The Carl D. Perkins Vocational and Technical Education Act was first authorized by the federal government in 1984 and reauthorized in 1990 (Perkins II), 1998 (Perkins III), 2006 (Perkins IV), and 2018 (Perkins V). Named for Carl D. Perkins, the act aims to increase the quality of technical education within the United States in order to help the economy.

On July 31, 2018, President Donald Trump signed into law the re-authorization of the Act of 2018. The new law, the Strengthening Career and Technical Education for the 21st Century (Perkins V) Act, was passed almost unanimously by Congress.

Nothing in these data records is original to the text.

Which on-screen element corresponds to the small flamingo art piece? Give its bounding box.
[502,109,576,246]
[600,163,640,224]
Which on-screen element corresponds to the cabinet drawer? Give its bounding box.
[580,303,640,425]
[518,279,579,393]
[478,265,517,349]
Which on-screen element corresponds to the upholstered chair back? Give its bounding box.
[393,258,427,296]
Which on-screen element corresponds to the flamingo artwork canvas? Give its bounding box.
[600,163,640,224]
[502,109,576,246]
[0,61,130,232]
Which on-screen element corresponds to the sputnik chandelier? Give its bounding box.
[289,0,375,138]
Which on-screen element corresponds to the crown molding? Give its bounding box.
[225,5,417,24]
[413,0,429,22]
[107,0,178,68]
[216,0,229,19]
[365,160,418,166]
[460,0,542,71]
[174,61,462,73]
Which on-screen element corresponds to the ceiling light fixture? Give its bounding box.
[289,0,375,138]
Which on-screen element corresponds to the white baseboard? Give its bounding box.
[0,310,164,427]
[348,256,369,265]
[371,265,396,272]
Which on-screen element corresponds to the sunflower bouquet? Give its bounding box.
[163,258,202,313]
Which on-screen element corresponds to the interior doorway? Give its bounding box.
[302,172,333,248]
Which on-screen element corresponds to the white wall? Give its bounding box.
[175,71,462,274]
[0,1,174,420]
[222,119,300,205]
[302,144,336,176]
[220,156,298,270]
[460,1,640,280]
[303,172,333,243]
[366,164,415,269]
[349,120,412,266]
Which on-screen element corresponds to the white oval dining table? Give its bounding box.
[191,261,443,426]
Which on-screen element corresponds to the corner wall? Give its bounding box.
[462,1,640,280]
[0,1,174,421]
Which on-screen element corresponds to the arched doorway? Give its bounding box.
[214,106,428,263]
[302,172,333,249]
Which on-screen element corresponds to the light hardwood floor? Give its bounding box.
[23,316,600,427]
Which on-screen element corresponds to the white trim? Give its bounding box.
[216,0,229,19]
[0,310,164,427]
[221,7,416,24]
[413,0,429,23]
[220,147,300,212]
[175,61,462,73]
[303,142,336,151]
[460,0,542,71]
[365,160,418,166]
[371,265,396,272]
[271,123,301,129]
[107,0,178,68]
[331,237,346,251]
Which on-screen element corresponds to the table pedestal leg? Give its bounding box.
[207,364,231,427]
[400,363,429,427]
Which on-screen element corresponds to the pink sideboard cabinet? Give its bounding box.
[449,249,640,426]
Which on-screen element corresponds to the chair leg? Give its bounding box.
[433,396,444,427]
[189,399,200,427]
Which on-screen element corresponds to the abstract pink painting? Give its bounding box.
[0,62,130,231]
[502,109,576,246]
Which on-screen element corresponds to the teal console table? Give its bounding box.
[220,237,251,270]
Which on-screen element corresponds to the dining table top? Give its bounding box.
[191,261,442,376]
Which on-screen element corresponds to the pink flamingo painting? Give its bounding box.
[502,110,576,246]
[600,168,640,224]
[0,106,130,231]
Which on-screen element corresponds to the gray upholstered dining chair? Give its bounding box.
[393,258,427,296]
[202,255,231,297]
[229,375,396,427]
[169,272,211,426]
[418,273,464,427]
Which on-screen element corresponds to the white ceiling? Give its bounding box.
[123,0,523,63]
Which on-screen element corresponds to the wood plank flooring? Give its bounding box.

The Perkins IV re-authorization included three major areas of revision:
- Using the term "career and technical education" instead of "vocational education"
- Maintaining the Tech Prep program as a separate federal funding stream within the legislation
- Maintaining state administrative funding at 5 percent of a state's allocation

The Perkins IV law also included new requirements for “programs of study” that link academic and technical content across secondary and post-secondary education, and strengthened local accountability provisions that will ensure continuous program improvement.

The Perkins Act provides $1.2 billion in federal support for career and technical education programs in all 50 States, including support for integrated career pathways programs. The law was extended through 2024.